Кто-то снова слабо коснулся его плеча и шепотом сказал: «Пора!» Энгельс не понял, к чему относилось это тихое восклицание, но тут же почувствовал, как ему в руку вложили ком земли. Очнувшись, он слегка помял землю и, чуть помедлив, бросил ее в могилу. Раздался глухой, одинокий, печальный звук. Вслед за ним послышалась частая дробь ударов, потом — плавный, ритмичный шум сыплющейся земли: это приступили к своему делу могильщики.
С кладбища Энгельс пошел домой пешком. Если бы его спросили, почему он так решил, вероятно, он ответил бы, как и думал на самом деле: лишь потому, что до дома не так далеко. Но действительная причина была иная: неосознанно он хотел оттянуть момент возвращения в опустевший, осиротевший дом. Ведь семь последних лет, как сорок лет до этого у Марксов, его душой, его хозяйкой и мажордомом, его защитницей и добрым гением была Елена.
Выходя из кладбищенских ворот, Энгельс натолкнулся на двух нищих. Нащупав в кармане несколько монет, он подал милостыню тому и другому, но, отойдя от них несколько шагов, вспомнил, что Елена, как и Маркс, всегда питала большое недоверие к лондонским нищим, среди которых действительно встречается много виртуозных пройдох. Маркс никогда не мог устоять лишь перед теми нищими, которые были с детьми.
Однажды в разговоре с Женни Энгельс высказал догадку, что это недоверие Елена переняла у Маркса. Женни помолчала минуту и задумчиво возразила: «Едва ли. Пожалуй, как раз наоборот: по-моему, Карл проникся недоверием под влиянием Ленхен — ведь она гораздо чаще сталкивается с нищими и, конечно, лучше знает их».
В последние семь лет Энгельс еще более уверился в определенном воздействии Елены на Карла, так как и сам, даже будучи стариком, — а Маркс-то знал ее со времен гораздо более податливого возраста, — бесспорно, ощутил на себе добрую силу ее обаятельной личности.

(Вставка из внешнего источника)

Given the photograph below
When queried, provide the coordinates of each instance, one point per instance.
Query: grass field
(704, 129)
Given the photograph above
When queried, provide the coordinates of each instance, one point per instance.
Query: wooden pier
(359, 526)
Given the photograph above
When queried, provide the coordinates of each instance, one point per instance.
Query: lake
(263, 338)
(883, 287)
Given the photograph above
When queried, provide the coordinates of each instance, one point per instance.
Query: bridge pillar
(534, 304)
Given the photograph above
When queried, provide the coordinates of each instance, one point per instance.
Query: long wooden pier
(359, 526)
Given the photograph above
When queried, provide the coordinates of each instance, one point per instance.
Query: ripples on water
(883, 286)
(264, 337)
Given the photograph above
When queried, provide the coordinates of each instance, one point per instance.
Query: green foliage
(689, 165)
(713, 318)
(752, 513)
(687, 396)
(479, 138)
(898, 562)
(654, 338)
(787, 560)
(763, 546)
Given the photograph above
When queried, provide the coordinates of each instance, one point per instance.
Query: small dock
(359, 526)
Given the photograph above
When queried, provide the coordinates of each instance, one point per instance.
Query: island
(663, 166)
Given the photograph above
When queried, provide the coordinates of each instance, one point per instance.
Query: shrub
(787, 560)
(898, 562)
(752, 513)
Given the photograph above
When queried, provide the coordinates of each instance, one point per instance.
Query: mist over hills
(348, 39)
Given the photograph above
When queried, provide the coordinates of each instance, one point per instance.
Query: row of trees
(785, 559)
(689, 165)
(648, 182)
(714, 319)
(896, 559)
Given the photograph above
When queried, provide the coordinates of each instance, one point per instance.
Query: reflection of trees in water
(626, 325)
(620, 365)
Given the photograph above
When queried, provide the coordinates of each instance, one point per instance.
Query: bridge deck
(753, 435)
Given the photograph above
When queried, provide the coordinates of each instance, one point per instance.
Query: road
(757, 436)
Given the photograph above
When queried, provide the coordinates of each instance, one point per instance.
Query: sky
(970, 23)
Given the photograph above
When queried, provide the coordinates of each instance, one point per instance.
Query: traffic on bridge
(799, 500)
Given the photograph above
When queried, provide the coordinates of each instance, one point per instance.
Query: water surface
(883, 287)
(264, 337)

Энгельс вспомнил, как когда-то его сотоварищ по баденско-пфальцскому восстанию сорок девятого года, а ныне крупный сановник в Соединенных Штатах Карл Шурц рассказывал о молодом Карле: «Все, что Маркс говорил, было действительно содержательно, логично и ясно… Но мне никогда не приходилось встречать такой вызывающей, невыносимой надменности в выступлениях». В таком же духе отзывался о тридцатилетнем Карле другой участник революции сорок восьмого года, прусский лейтенант Техов: «Будь у него столько сердца, сколько ума, столько любви, сколько ненависти, я готов был бы идти за него в огонь, хотя он высказал свое полнейшее презрение ко мне не только обиняком, но под конец совершенно откровенно».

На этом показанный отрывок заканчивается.